Tuesday, January 24, 2017

The Chapter from Hell

Recently I served on a search committee for an open rank position in African American history at my school. It was wonderful to read the scholarship in this field that is tangentially related to my work and learn about its exciting trends and new directions. As part of the search process, we asked candidates to situate their work within the field and comment on both its fit and contribution. In other words, we asked candidates to summarize their work in five minutes and tell us why it is important. I chose to ask candidates questions about writing challenges—methodological or otherwise. This proved an even harder question for candidates, but I used it as an opportunity to gauge their candor and thoughtfulness on the process of their scholarship.

We all know that some chapters are just hell to write. You don’t like them, or you don’t like the historical subjects whom the chapter revolves around, or you aren’t jazzed about the topic. Since we chart our own writing course, why do we make ourselves write about something or people whom we do not like? I’m not talking about the obligatory chapters like the lit review—that can actually be quite fun to write. I mean that chapter that you may have written hastily or kept on the back burner. It’s the one that’s the least workshopped and as a result has never benefitted from the curating of our more polished and favorite chapters. That chapter is something of an orphan.  

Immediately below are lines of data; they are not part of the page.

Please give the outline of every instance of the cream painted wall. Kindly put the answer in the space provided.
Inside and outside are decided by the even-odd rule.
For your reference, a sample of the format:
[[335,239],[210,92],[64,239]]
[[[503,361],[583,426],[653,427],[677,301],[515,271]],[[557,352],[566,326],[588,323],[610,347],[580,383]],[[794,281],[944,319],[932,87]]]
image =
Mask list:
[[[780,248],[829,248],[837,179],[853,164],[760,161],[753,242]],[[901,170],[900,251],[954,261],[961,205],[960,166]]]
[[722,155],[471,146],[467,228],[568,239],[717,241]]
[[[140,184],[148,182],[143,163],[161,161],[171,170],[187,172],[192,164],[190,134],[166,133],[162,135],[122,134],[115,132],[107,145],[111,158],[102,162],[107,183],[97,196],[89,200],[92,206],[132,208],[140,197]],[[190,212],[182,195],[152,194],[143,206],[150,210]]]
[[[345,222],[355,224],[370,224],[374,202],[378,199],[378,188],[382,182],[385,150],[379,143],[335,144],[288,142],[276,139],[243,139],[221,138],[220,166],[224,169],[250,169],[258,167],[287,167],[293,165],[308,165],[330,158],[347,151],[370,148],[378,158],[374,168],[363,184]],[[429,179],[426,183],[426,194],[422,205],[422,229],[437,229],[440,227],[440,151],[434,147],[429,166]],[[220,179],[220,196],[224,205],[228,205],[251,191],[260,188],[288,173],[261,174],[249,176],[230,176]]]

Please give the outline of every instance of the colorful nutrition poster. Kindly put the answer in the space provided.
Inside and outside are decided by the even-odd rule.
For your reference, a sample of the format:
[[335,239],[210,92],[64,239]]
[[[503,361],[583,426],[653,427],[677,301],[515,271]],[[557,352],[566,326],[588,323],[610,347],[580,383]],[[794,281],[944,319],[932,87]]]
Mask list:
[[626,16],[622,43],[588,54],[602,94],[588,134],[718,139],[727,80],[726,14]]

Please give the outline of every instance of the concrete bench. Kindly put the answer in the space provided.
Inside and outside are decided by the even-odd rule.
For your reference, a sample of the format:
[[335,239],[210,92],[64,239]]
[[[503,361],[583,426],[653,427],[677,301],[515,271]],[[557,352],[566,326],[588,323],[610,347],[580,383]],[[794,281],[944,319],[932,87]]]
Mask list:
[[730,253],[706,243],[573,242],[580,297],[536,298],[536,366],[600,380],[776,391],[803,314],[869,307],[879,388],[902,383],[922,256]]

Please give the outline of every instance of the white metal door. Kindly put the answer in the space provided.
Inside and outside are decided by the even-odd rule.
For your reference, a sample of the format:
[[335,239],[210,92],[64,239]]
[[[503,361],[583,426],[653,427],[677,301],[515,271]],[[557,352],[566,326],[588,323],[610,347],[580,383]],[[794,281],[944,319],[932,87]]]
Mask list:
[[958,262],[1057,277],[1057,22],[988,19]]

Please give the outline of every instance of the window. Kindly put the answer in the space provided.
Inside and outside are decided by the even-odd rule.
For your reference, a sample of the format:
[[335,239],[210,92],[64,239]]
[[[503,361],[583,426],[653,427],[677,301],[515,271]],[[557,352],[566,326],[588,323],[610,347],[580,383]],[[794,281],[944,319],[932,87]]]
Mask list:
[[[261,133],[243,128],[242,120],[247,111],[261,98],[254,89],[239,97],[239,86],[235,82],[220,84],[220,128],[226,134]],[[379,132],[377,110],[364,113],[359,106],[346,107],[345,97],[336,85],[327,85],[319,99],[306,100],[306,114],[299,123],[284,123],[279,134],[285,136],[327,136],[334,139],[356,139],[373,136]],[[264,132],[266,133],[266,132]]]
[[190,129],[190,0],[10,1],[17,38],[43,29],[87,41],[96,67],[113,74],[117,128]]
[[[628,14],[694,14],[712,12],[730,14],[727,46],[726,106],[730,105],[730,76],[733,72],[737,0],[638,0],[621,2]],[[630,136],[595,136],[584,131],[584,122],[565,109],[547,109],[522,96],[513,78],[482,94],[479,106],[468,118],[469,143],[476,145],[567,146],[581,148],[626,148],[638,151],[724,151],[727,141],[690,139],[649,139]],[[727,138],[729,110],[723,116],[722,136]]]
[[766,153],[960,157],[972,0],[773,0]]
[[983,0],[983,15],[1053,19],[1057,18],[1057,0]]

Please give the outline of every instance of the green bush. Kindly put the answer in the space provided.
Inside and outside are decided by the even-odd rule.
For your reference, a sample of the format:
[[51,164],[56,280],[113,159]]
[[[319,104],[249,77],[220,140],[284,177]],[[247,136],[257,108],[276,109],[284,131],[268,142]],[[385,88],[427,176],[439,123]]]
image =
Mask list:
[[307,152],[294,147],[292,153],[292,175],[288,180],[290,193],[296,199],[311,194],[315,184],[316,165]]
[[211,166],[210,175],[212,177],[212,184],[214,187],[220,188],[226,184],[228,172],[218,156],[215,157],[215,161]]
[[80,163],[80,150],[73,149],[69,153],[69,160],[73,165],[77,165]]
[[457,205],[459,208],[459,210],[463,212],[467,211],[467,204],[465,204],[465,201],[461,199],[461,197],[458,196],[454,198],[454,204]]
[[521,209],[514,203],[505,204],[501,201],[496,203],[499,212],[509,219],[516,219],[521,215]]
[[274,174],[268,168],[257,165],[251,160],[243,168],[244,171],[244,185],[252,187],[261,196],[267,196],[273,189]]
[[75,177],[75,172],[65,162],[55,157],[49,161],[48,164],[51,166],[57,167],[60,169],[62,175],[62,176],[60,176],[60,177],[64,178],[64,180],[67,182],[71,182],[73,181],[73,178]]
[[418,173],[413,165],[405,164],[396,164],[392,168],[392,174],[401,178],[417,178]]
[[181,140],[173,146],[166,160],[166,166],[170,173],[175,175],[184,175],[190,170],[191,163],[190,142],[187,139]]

My chapter from hell was literally the last chapter that I wrote. This was not a Freudian moment; it just unfolded in trajectory pf the book's argument that it was the last chapter. I wrote about “defective” slave sales—redhibitory actions in which aggrieved buyers claim they were duped by unscrupulous sellers who hid slave “defects” in the transaction. For US readers, causes of redhibition appear principally in the Louisiana records. However they are common in all slave markets. In effect, redhibition as a cause of action based on implied warranties was worked out almost exclusively around slave purchases and rescission—similarly to the way that rules of possession were developed around foxes and whales.

Along the decade of archival hoarding, I had amassed a wealth of data on these redhibitory actions that gave granular data on the internal resale slave market that contradicted the studies on slave prices. The cases spoke to the burgeoning literature on slavery and racial capitalism. Because so many of the cases alleged illness, I had amazing data on African, indigenous, and Galenic medical sensibilities that should have been an independent article. In sum, I had too much. The problem was not that I couldn’t write 600 words a day-- I had a rich undisciplined chapter that made me feel a bit like Eric Carle’s gluttonous caterpillar. And it was May! Sabbatical was drawing to a close and my patient editor Holly Brewer encouraged me to send in the manuscript so that we would have it in time to reviewers for the summer. This chapter could accrue very little hard drive interest, and it could not be perfect.

So what did I learn? First, I learned to use a sledgehammer to hone and prune (not sure if you do that with sledgehammers but you get the drift. It was not the careful clipping of topiary gardening of the boxwoods-- it was full on chopping and felling. It is the only chapter that went through so many re-writes that it has .6 versions on Dropbox.) Second I learned that it doesn’t have to be perfect to be done. You can make edits until the production stage. (Who knew?) And you can read it after a copyeditor has gone through it and take it up again. You may even like it after your reviews come back and the copyeditor has a go at it. Or you may never truly be satisfied with it. That’s why it’s called the chapter from hell. Or as my son called it,“That Damned Chapter.”